LMH program helps parents grieve

A stillbirth program at Lawrence Memorial Hospital calls for several steps to be taken to allow parents to grieve and remember their child.

“When a baby is stillborn, the parents have a very, very short time to make a lifetime of memories,” said Isabel Schmedemann, a registered nurse and maternal child director at LMH.

The hospital prepares a “memory box” for the mother, Schmedemann said. It includes hand and footprints of the baby, hair and bereavement photos, she said.

“We try to keep as many keepsakes as we can for the parents,” Schmedemann said.

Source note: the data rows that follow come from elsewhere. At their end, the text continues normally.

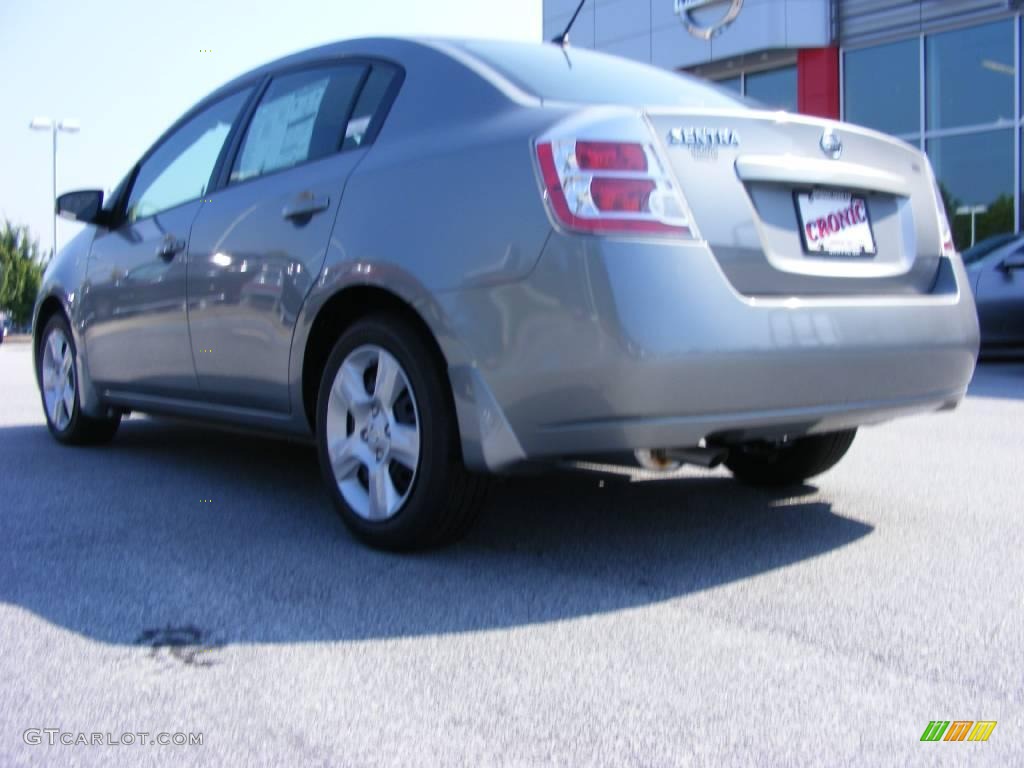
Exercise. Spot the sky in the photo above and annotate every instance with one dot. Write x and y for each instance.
(126, 70)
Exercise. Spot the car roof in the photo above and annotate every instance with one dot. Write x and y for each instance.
(395, 48)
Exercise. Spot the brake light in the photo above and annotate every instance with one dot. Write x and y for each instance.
(609, 186)
(945, 231)
(610, 156)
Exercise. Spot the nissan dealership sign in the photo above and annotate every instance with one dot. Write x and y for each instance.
(702, 30)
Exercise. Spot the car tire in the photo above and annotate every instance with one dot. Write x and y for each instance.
(791, 463)
(367, 424)
(56, 372)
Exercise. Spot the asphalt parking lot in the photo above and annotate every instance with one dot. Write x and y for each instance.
(186, 580)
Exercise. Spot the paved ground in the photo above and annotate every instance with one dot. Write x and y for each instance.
(584, 623)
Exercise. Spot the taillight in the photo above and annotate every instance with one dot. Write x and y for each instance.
(945, 231)
(610, 186)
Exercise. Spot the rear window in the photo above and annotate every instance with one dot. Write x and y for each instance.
(556, 74)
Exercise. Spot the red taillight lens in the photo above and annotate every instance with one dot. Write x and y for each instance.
(589, 188)
(610, 156)
(623, 195)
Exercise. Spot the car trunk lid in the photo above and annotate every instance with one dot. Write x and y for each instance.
(792, 205)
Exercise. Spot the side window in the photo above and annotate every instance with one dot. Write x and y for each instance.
(180, 168)
(368, 108)
(300, 118)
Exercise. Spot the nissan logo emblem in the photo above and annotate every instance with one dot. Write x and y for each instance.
(832, 144)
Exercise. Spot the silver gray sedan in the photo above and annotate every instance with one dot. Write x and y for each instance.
(445, 259)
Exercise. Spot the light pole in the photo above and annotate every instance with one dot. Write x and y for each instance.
(973, 212)
(68, 126)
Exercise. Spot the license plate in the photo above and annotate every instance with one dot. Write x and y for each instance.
(835, 223)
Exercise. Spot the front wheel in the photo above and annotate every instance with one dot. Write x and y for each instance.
(788, 463)
(58, 386)
(388, 442)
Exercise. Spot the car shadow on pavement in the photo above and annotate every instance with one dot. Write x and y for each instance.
(230, 539)
(1004, 379)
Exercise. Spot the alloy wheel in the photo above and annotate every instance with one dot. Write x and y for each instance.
(58, 379)
(373, 433)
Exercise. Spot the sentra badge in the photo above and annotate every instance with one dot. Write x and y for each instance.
(704, 142)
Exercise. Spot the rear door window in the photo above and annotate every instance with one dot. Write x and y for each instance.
(301, 118)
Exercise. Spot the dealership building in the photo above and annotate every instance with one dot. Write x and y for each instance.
(943, 75)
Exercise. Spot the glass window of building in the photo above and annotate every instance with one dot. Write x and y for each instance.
(976, 177)
(971, 76)
(882, 87)
(733, 84)
(775, 89)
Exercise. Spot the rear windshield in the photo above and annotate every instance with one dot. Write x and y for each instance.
(556, 74)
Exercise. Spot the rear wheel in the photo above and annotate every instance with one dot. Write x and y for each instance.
(788, 463)
(388, 441)
(59, 389)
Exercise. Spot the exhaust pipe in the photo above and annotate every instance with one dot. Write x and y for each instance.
(667, 460)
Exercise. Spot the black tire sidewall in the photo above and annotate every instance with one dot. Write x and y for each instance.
(416, 524)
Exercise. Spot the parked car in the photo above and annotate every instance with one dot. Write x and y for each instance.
(995, 273)
(495, 255)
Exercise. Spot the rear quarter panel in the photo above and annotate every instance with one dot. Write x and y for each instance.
(446, 200)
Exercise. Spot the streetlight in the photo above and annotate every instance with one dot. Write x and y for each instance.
(68, 126)
(973, 212)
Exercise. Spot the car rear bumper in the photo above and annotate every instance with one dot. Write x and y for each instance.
(612, 345)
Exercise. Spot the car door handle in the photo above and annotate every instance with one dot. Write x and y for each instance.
(170, 247)
(305, 205)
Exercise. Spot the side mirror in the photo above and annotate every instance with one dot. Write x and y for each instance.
(85, 206)
(1013, 261)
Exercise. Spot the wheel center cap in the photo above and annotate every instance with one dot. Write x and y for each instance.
(377, 434)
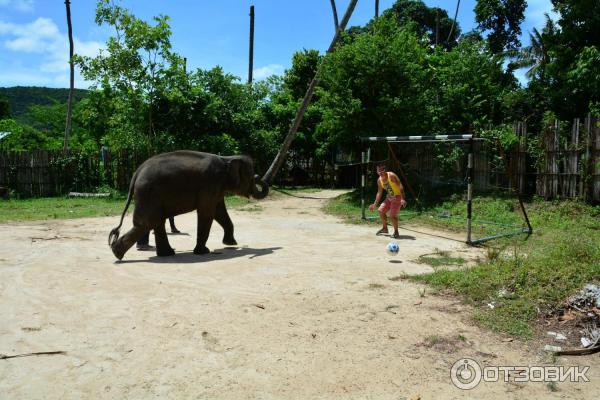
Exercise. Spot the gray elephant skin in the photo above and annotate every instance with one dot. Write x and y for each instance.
(175, 183)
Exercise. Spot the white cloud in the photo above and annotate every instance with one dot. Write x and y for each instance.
(20, 5)
(42, 41)
(266, 71)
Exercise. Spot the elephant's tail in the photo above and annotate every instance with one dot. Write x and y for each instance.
(114, 233)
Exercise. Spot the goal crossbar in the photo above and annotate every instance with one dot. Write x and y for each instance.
(365, 159)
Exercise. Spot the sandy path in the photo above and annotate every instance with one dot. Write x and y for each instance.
(302, 309)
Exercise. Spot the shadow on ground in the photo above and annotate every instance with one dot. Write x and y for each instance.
(189, 257)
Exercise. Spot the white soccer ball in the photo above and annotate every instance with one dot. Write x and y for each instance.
(392, 248)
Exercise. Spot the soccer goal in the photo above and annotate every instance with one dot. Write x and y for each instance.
(443, 177)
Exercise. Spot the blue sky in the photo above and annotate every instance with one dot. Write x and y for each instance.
(34, 44)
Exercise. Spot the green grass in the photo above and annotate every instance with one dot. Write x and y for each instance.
(520, 278)
(65, 208)
(59, 208)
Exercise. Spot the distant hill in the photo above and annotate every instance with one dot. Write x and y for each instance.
(21, 97)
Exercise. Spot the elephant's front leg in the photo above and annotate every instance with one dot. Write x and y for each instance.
(163, 248)
(222, 217)
(125, 242)
(204, 224)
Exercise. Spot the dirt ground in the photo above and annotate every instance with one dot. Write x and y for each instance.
(302, 309)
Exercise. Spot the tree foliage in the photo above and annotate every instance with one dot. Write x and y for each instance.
(502, 19)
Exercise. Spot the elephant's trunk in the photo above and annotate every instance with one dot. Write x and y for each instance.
(264, 188)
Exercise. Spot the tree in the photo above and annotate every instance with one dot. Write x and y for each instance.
(578, 22)
(4, 108)
(374, 85)
(134, 65)
(279, 158)
(431, 22)
(502, 19)
(536, 56)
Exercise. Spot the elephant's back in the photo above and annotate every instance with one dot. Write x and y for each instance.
(180, 171)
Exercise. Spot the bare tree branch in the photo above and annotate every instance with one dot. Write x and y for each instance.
(280, 157)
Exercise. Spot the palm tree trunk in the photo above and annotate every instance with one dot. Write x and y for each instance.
(71, 80)
(280, 157)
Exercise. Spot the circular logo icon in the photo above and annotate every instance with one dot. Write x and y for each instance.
(465, 373)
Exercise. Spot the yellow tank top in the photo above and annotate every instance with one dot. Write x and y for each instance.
(390, 187)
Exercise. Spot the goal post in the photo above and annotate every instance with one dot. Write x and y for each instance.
(468, 139)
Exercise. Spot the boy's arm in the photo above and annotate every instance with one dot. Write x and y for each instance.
(378, 196)
(401, 187)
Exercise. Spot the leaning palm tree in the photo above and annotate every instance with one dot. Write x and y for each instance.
(536, 57)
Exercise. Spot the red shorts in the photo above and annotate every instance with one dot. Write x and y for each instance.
(391, 204)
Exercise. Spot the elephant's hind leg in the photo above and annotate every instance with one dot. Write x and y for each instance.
(163, 248)
(204, 224)
(125, 242)
(222, 217)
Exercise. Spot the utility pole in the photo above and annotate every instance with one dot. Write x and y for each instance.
(251, 50)
(437, 25)
(72, 79)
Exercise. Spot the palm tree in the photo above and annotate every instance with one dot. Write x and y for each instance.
(536, 56)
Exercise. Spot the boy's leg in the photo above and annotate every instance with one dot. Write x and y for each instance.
(383, 209)
(394, 208)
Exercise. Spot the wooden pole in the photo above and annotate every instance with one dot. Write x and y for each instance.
(71, 80)
(251, 50)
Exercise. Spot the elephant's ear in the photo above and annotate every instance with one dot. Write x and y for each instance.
(234, 172)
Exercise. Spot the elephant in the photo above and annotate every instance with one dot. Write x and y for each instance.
(170, 184)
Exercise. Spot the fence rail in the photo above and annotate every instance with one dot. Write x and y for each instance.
(567, 165)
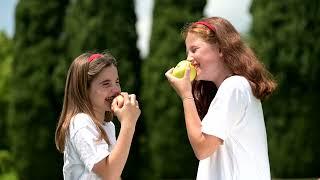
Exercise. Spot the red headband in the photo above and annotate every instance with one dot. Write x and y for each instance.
(94, 57)
(211, 27)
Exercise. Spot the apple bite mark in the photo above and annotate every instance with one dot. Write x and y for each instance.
(180, 70)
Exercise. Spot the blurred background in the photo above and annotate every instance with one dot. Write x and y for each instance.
(39, 39)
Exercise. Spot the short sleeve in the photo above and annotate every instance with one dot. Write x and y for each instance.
(85, 141)
(226, 109)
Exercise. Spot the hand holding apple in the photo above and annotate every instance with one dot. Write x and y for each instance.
(119, 100)
(180, 70)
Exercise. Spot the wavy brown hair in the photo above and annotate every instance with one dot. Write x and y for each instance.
(237, 56)
(76, 95)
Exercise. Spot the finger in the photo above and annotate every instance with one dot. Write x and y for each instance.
(132, 99)
(169, 75)
(125, 97)
(187, 74)
(114, 106)
(169, 72)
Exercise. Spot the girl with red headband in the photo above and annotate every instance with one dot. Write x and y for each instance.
(222, 107)
(85, 133)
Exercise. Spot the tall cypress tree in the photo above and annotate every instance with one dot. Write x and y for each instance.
(109, 25)
(33, 113)
(170, 153)
(286, 35)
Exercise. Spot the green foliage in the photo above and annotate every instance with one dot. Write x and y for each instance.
(170, 153)
(106, 25)
(109, 25)
(33, 104)
(5, 73)
(7, 171)
(285, 35)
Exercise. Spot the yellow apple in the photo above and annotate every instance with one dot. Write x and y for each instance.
(180, 70)
(120, 101)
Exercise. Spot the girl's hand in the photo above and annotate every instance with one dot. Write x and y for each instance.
(181, 86)
(129, 113)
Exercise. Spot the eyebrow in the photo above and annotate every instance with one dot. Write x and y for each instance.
(107, 81)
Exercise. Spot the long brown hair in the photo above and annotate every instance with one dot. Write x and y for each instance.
(76, 95)
(237, 56)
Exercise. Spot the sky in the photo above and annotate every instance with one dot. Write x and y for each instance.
(236, 11)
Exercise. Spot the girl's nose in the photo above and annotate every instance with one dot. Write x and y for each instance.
(116, 89)
(190, 59)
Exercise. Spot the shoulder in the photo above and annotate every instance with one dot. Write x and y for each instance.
(238, 83)
(80, 121)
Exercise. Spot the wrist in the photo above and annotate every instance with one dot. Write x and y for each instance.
(187, 98)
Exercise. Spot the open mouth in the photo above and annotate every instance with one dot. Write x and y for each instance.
(109, 99)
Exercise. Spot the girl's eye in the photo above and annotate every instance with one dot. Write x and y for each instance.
(106, 84)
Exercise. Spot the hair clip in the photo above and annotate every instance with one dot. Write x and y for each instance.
(94, 57)
(208, 25)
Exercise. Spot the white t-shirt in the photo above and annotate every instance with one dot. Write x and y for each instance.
(82, 150)
(235, 115)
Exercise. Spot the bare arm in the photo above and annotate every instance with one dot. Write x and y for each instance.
(202, 144)
(112, 166)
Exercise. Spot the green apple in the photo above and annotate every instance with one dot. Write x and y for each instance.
(180, 70)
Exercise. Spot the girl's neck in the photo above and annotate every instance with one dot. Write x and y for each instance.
(224, 74)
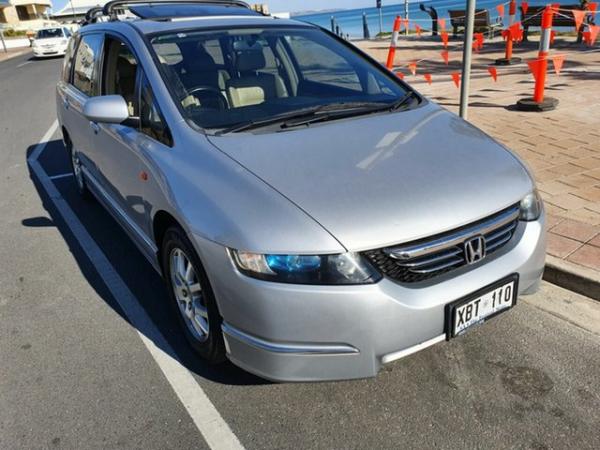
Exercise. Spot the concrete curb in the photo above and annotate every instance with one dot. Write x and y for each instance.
(10, 55)
(573, 277)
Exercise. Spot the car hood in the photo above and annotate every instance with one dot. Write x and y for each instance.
(49, 41)
(385, 179)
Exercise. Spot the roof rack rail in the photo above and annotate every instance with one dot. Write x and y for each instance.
(91, 16)
(110, 8)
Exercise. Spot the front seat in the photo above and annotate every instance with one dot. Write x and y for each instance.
(200, 69)
(253, 87)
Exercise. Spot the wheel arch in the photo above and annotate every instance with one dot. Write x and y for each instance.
(161, 222)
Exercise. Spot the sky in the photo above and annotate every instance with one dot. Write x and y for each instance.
(282, 5)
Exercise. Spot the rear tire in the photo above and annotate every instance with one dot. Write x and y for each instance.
(80, 182)
(192, 297)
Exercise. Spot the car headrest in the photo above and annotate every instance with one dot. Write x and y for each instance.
(250, 60)
(201, 60)
(125, 68)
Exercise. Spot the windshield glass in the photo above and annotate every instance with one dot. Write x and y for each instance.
(49, 33)
(227, 77)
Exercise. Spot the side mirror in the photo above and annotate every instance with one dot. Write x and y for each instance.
(106, 109)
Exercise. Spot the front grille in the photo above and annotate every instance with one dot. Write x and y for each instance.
(431, 257)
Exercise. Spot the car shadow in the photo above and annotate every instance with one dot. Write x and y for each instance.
(139, 276)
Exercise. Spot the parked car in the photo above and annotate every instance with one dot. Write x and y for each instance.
(50, 42)
(313, 216)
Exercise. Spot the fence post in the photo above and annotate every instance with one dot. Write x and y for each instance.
(2, 39)
(538, 102)
(394, 43)
(366, 33)
(466, 65)
(508, 57)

The photographs are processed by a private company for confidentiality purposes, she said. The hospital is in the process of getting its own equipment to process digital photos.

Some parents don’t want the memory box because of their grief, Schmedemann said. Yet many of those parents change their minds a few months later and call the hospital to see if the box is still available. The hospital usually keeps the memory box for at least six months in case parents change their minds, she said.

During the year after a stillbirth, LMH sends cards to the parents on Father’s Day and Mother’s Day and other special occasions such as Christmas.

“It’s just to let them know we’re thinking about them,” Schmedemann said.

There are about a dozen stillbirths a year at LMH, Schmedemann said. Last year the hospital delivered about 1,100 babies, she said.